“We don’t want to jump to the conclusion that it’s CTD associated until we’ve done a thorough evaluation to exclude other etiologies,” Dr. Fischer said.
A proper assessment for CTD is crucial because the type of ILD affects both treatment and diagnosis—those with CTD-related ILD tend to do better than those with idiopathic forms.2 Plus, identifying new CTD in patients who present with ILD is fairly common—a 2009 study of 114 consecutive ILD patients found that 30% had well-defined CTD, and, for 17% of patients, the CTD diagnosis was new.3
Those whose ILD might seem “idiopathic” because of a lack of classic symptoms, could, upon a closer look, have systemic sclerosis sine scleroderma—identified by nucleolar ANA antibodies Scl-70 or Th/To antibodies, as well as subtle features of systemic sclerosis, as reported in a study he led in 2006, Dr. Fischer said.

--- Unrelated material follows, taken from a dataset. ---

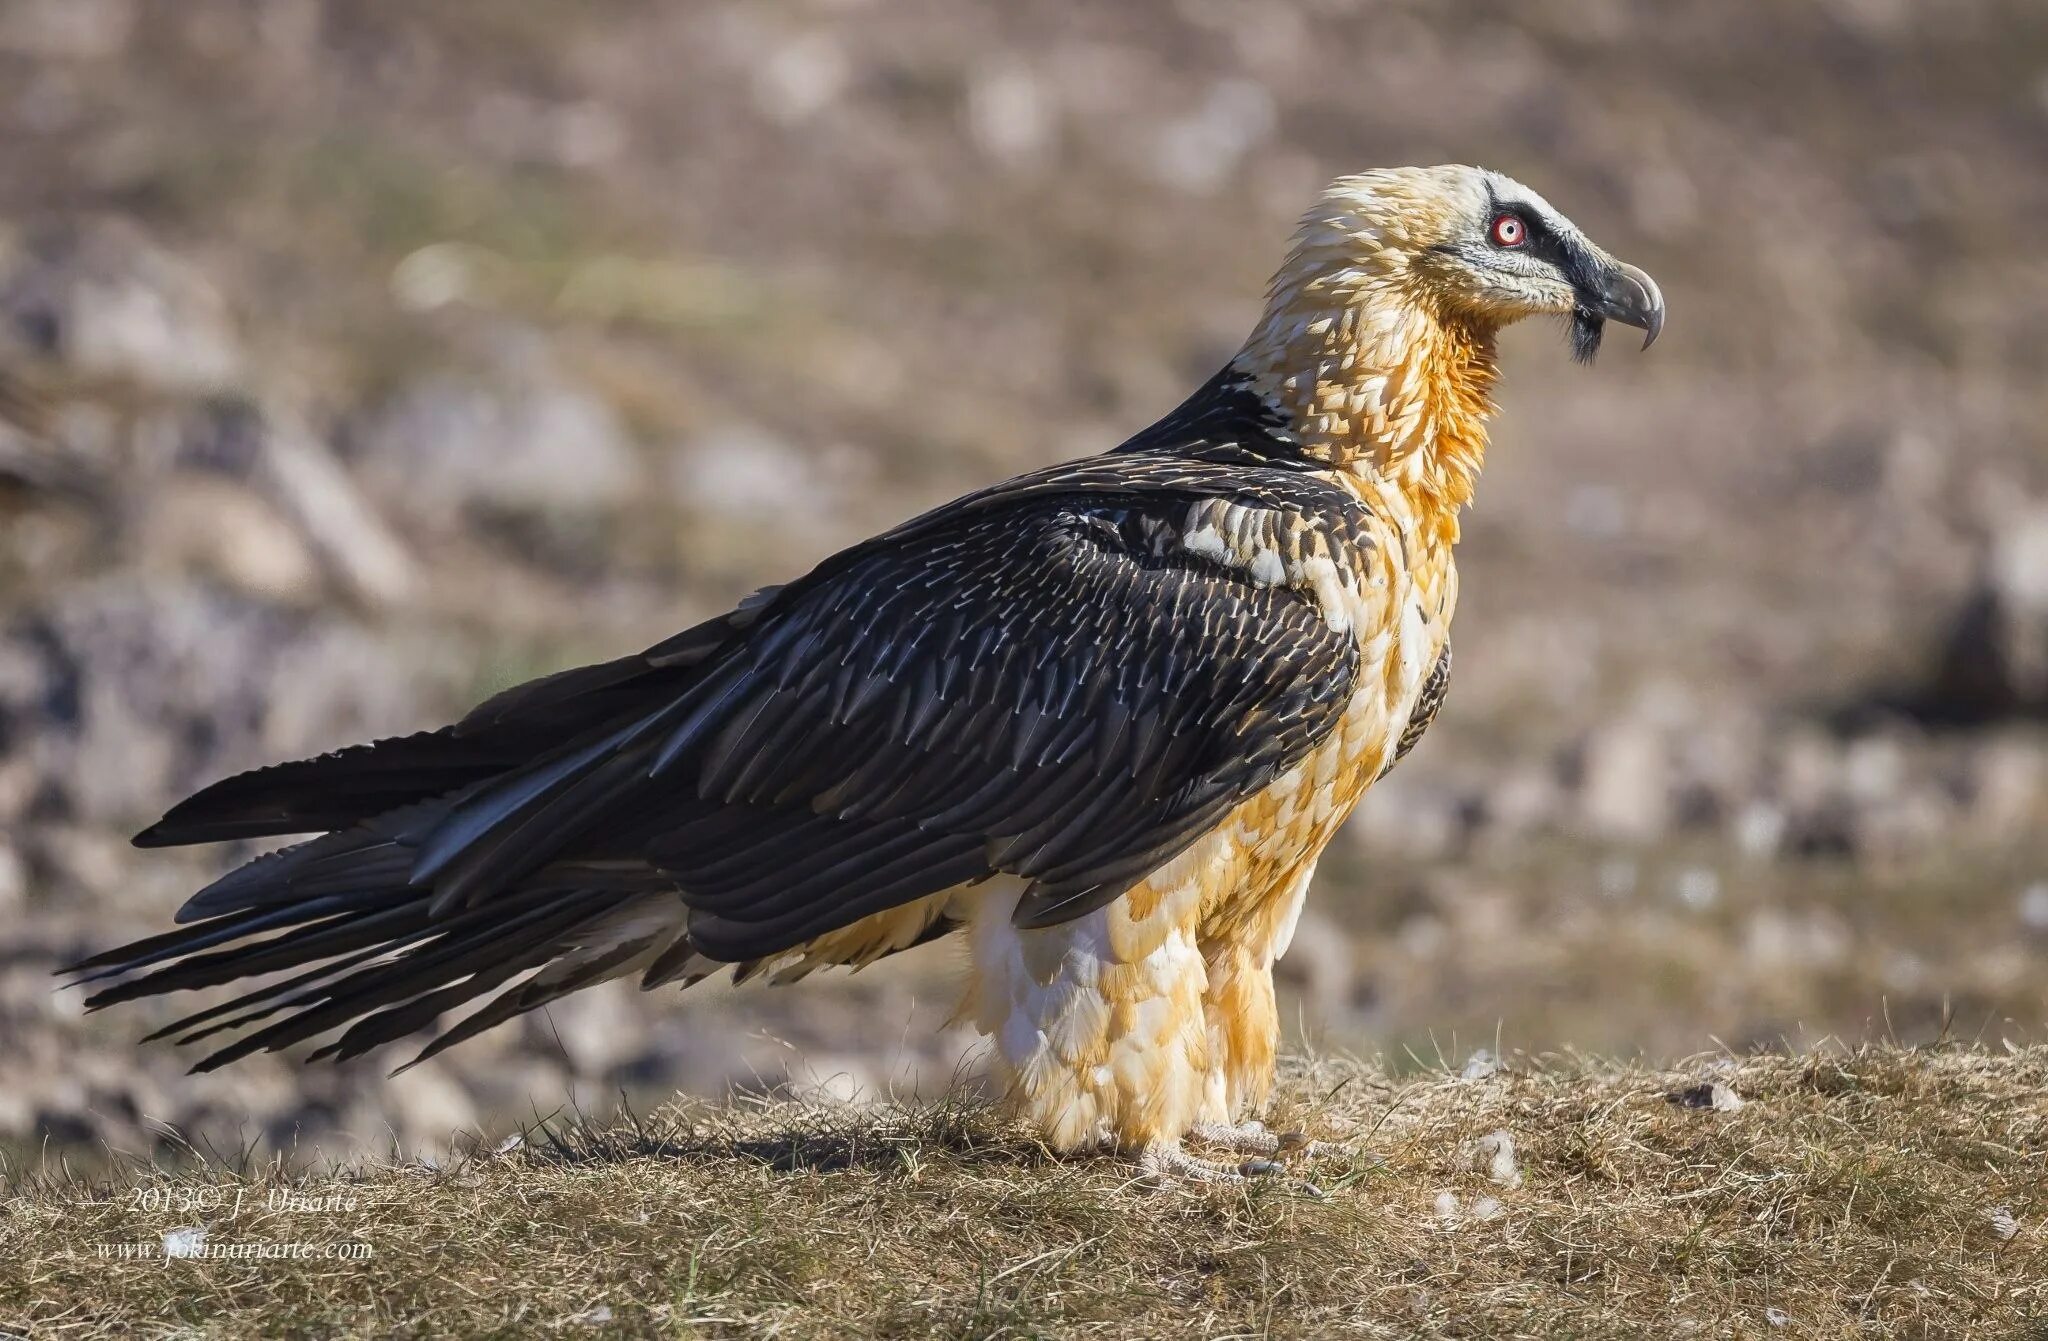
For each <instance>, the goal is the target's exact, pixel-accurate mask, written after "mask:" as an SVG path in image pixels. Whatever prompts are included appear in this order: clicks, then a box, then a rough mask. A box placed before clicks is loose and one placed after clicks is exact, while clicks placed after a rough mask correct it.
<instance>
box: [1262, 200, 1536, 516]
mask: <svg viewBox="0 0 2048 1341" xmlns="http://www.w3.org/2000/svg"><path fill="white" fill-rule="evenodd" d="M1317 242H1319V240H1317V237H1315V235H1305V237H1303V240H1300V242H1298V244H1296V248H1294V254H1292V256H1288V264H1286V266H1282V270H1280V274H1276V276H1274V283H1272V293H1270V297H1268V303H1266V317H1264V319H1262V321H1260V328H1257V330H1255V332H1253V334H1251V338H1249V340H1247V342H1245V348H1243V350H1241V352H1239V354H1237V366H1239V369H1243V371H1245V373H1247V375H1249V379H1251V385H1253V389H1257V391H1260V393H1264V395H1266V397H1270V399H1272V401H1274V403H1276V405H1280V407H1284V409H1286V414H1288V416H1290V420H1292V430H1294V434H1296V436H1298V438H1300V444H1303V450H1305V452H1309V455H1311V457H1317V459H1323V461H1327V463H1329V465H1333V467H1337V469H1341V471H1346V473H1350V475H1354V477H1358V479H1360V483H1368V481H1386V483H1393V485H1395V487H1397V489H1399V491H1401V493H1403V495H1405V498H1407V500H1409V506H1411V510H1413V516H1415V522H1417V526H1419V528H1421V530H1423V534H1425V536H1427V538H1432V540H1442V543H1454V540H1456V538H1458V510H1460V508H1464V504H1468V502H1470V498H1473V483H1475V479H1477V475H1479V467H1481V463H1483V459H1485V452H1487V428H1485V422H1487V418H1489V416H1491V414H1493V401H1491V395H1489V393H1491V389H1493V379H1495V375H1497V373H1495V346H1493V328H1491V326H1481V323H1475V321H1473V319H1470V317H1464V315H1460V313H1450V311H1446V307H1444V303H1440V301H1436V299H1434V295H1432V293H1430V287H1427V285H1425V283H1421V280H1419V278H1417V276H1413V274H1411V272H1409V270H1407V268H1405V266H1386V268H1380V266H1364V264H1358V258H1356V252H1352V254H1350V256H1333V254H1327V252H1325V248H1321V246H1317Z"/></svg>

“We tried to highlight to the pulmonary community, ‘When you all are seeing idiopathic NSIP (non-specific interstitial pneumonia), when you’re seeing idiopathic UIP (usual interstitial pneumonia), and you see those subtle features—the nucleolar ANA, the palmar telangiectasia, the puffy hands—even without skin thickening, don’t forget about the scleroderma spectrum,” he said.
Anti-synthetase syndrome can be tricky as well—it can often be a non-Jo and ANA-negative form and present as “idiopathic,” he said. In a study published in 2009, Dr. Fischer and his colleagues identified nine such non-Jo-1 patients, who were identified with different antibodies, such as PL-7 and PL-12.

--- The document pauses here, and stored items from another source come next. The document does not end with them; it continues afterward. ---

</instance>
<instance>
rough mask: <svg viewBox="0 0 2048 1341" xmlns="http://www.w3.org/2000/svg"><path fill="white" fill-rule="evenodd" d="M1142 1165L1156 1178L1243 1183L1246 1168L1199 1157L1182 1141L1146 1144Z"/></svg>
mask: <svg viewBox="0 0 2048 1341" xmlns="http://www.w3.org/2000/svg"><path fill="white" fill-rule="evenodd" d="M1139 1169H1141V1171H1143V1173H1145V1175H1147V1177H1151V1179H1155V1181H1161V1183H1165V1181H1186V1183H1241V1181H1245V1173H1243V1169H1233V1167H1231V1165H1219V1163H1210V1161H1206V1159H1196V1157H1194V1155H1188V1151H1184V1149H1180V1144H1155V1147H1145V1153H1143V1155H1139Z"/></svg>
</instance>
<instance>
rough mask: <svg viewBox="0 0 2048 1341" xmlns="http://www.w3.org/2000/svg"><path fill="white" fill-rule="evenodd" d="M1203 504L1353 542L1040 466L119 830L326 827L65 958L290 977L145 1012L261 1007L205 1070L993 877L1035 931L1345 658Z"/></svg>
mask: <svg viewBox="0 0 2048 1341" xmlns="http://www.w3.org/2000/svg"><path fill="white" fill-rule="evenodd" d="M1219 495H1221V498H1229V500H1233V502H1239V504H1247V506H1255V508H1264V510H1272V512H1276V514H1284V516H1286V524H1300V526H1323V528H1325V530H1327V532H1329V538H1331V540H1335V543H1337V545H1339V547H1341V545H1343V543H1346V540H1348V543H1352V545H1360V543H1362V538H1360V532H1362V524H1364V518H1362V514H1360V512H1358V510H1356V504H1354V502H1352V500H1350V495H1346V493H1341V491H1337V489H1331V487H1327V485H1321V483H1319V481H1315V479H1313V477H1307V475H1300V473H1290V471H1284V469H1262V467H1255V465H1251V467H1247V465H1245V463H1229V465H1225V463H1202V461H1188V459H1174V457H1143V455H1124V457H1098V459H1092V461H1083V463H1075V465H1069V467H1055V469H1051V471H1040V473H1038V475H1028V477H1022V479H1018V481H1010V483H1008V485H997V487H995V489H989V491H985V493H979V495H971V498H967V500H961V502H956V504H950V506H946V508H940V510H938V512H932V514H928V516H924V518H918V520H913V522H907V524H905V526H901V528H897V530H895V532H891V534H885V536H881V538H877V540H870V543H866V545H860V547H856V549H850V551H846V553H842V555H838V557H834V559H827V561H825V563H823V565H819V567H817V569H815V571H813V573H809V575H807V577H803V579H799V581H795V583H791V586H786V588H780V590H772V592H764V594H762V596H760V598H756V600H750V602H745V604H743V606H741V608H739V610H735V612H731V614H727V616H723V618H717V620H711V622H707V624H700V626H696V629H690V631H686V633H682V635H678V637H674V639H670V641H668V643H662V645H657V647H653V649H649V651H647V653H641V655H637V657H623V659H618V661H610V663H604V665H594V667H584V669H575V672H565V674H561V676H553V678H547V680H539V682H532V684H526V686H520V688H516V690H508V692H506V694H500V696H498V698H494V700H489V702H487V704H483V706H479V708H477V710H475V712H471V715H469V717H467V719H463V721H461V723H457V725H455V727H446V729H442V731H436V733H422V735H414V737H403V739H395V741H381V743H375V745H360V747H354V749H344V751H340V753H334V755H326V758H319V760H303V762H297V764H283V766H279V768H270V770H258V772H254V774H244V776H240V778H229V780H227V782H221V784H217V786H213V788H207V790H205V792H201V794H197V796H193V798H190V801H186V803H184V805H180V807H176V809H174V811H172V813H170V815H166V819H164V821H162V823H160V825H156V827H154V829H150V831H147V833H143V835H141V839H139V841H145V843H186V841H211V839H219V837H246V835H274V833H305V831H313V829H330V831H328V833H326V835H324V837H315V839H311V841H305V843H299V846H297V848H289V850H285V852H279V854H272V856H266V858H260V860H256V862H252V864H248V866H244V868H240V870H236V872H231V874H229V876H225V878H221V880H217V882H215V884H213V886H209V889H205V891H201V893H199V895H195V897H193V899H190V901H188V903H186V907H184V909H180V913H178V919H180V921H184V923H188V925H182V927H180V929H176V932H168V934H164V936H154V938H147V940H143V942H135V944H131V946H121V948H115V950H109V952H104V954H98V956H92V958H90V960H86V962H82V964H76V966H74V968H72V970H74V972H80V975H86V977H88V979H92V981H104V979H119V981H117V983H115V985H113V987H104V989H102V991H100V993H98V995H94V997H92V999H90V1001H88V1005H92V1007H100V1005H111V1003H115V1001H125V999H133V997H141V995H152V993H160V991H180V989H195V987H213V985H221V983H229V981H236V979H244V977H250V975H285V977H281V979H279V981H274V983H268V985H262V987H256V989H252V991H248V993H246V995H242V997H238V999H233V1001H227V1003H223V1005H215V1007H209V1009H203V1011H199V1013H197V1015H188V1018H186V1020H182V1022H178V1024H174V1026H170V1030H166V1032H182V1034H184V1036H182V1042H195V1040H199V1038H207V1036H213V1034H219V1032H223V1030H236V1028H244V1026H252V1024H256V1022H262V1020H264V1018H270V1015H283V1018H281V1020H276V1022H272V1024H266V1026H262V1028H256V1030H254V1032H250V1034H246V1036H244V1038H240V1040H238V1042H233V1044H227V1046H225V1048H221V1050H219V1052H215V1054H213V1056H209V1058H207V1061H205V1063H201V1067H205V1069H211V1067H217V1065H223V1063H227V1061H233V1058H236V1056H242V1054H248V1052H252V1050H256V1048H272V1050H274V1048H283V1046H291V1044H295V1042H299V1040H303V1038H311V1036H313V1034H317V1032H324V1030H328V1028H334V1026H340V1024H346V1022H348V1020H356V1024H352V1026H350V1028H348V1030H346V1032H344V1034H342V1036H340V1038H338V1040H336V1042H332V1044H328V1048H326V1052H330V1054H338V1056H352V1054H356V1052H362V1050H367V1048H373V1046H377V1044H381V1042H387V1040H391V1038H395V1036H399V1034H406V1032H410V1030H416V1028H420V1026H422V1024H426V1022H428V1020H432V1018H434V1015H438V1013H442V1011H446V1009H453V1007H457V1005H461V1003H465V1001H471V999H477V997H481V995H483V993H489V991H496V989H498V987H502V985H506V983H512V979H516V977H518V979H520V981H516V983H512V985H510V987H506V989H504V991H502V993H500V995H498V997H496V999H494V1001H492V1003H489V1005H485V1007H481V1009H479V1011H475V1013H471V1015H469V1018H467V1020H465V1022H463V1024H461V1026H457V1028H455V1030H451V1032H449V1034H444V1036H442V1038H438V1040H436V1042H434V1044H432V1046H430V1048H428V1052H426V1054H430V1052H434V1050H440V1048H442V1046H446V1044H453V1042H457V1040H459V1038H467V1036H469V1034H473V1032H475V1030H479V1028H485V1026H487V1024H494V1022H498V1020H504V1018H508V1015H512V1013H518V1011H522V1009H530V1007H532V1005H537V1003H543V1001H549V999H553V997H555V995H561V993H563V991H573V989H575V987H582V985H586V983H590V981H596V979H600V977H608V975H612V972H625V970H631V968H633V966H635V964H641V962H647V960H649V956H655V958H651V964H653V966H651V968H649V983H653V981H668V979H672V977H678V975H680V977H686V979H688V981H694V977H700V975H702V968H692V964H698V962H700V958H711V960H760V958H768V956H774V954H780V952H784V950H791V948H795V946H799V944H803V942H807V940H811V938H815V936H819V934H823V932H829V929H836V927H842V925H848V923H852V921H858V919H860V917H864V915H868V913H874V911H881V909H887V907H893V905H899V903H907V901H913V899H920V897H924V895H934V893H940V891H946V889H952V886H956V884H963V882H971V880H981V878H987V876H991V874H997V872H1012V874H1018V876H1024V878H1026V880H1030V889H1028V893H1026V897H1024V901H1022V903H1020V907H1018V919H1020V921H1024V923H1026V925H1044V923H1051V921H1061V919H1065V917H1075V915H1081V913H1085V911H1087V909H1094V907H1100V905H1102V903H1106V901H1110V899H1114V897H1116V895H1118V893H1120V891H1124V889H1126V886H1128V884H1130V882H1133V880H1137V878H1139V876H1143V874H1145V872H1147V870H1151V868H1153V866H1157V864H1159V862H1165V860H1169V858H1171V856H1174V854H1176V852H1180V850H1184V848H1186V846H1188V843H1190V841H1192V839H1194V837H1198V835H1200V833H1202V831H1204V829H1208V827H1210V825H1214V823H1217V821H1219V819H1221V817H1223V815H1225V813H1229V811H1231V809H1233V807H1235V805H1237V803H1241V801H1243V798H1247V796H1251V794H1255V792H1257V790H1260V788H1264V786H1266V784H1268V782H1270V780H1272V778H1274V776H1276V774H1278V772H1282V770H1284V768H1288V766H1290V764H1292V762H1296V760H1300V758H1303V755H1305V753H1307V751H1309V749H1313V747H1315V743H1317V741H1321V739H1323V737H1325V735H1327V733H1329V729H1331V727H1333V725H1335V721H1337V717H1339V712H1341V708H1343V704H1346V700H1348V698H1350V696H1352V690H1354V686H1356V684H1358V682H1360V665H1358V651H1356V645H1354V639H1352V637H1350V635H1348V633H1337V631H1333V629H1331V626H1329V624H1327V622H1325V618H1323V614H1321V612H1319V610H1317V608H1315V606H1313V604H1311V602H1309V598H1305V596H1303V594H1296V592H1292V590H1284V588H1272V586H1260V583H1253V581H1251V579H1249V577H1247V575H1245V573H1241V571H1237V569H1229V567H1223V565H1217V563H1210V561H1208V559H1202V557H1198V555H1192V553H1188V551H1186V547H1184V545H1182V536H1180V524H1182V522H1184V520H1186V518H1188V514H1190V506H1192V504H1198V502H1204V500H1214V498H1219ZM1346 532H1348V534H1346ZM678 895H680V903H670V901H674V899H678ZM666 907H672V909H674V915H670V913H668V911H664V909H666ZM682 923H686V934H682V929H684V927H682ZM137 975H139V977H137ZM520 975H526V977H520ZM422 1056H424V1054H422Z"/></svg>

As for management, Dr. Fischer said that for now, connective tissue disease-related ILD management is not evidence based, but experience based. He said mycophenolate mofetil is a common steroid-sparing option and warrants prospective study. But he emphasized that treatment with immunosuppression is only indicated in those with clinically significant, progressive interstitial lung disease.

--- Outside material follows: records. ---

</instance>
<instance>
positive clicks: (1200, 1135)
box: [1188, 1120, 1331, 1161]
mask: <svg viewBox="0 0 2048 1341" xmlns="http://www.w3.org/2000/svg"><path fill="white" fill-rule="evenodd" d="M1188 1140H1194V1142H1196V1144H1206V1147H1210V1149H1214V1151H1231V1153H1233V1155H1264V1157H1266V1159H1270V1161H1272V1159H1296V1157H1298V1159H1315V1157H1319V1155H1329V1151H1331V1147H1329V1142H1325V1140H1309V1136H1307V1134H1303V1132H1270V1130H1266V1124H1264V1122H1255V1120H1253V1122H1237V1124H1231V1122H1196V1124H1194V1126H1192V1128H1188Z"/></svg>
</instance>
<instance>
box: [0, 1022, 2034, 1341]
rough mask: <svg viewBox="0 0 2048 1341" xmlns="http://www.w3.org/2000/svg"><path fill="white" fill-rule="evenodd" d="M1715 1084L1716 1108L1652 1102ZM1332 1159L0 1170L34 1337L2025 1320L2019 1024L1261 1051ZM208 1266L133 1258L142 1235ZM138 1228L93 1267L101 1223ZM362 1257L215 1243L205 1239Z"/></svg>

“Remember, this is a scenario [in which] patients are dying,” Dr. Fischer said. “And we don’t do a lot of good in terms of improving their lung function. … But we are looking at stabilizing disease.”
The need for better therapies and clinical trials, Dr. Fischer said, is “desperate.”
Drug Toxicity
Kristin Highland, MD, MSCR, who has dual appointments at Cleveland Clinic’s Respiratory Institute and Orthopedics and Rheumatology Institute, said clinicians need to stay vigilant about drug-related lung toxicities, because most medications have at least some potential to be toxic to the lung.
The website, Pneumotox, should be “your friend,” because it ranks the risk of lung toxicity for each drug based on all the reports of toxicity incidence in the literature.